The recent launch of the official emblem and mascot for the 2012 Fifa Futsal World Cup marked a significant milestone in the organisation of the tournament in Thailand.

Though the countdown has truly begun, the host nation still has a long way to go in terms of preparation for the top-notch competition.

When Prime Minister Yingluck Shinawatra presided over the unveiling of the official emblem, a football-playing elephant, last Tuesday, it provided a "face" instantly recognisable both within the country and around the world. It also showcases what the visitors can expect later this year.

The Fifa Futsal World Cup Thailand 2012 will be held from November 2 to 18 in Bangkok and Nakhon Ratchasima. Thailand is the third country in Asia to host the tournament following Hong Kong in 1992 and Taiwan in 2004.

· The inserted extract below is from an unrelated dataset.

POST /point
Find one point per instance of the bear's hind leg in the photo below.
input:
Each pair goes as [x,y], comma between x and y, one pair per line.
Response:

Interestingly, the 2012 competition will be the first time in the history of the quadrennial event that 24 teams will vie for the laurels, with title-holders and world No 2 Brazil and perennial rivals and world No 1 Spain emerging as the two pre-tournament favourites.

So far, hosts Thailand and the Solomon Islands are the only two teams that have made it to the event, while the remaining 22 sides are on their way to contesting qualifying tournaments.

Thailand have a remarkable record in Southeast Asia and captured the Asean Futsal Championship seven times in succession between 2001 and 2009. They reigned supreme in 2001, 2003 and 2005 when the event was held biennially, and from 2006 to 2009 annually.

In previous Fifa Futsal World Cups, Thailand failed to meet pre-tournament expectations, suffering early exits in 2000, 2004 and 2008. Hopefully, the let-down will spark the team to put up a challenging performance.

To stage a mega-sporting event and make it a memorable success, the host nation has to confront several challenges from the very beginning. Aside from the competition venues, facilities and infrastructure at both locations, Thailand must ensure the safety of all participants. Strict security measures should be put in place to make sure that no hooligans harm spectators, while security guards and officers on patrol must be on alert for vandalism and related crimes.

In terms of venues, the gymnasium inside the Sports Complex in Nakhon Ratchasima is undergoing renovation, while the construction of the country's biggest futsal arena in Nong Chok, Bangkok, with a capacity of 12,000 seats, has been affected by the recent floods and faces a delay. The Hua Mark Indoor Stadium and the Nimibutr Gymnasium will also serve as futsal battlegrounds. Thailand must inspire confidence in the Fifa officials by completing the works at least three weeks ahead of the kick-off on November 2.

Although it costs a lot to host a mega-sporting event like a world championship, cities, no doubt, will benefit from the spin-offs. The Fifa Futsal World Cup will help put Thailand on the world sports-tourism map. Foreign tourists will travel to Thailand, resulting in huge income for locals and soaring economic growth for the country. By taking on teams such as Brazil and Spain, Thailand, currently ranked No 12 in the world futsal rankings, could learn a lot in terms of tactics and skills.

Now that the countdown is under way, let's keep our fingers crossed and hope that Thailand will do everything to make the Fifa Futsal World Cup a great success.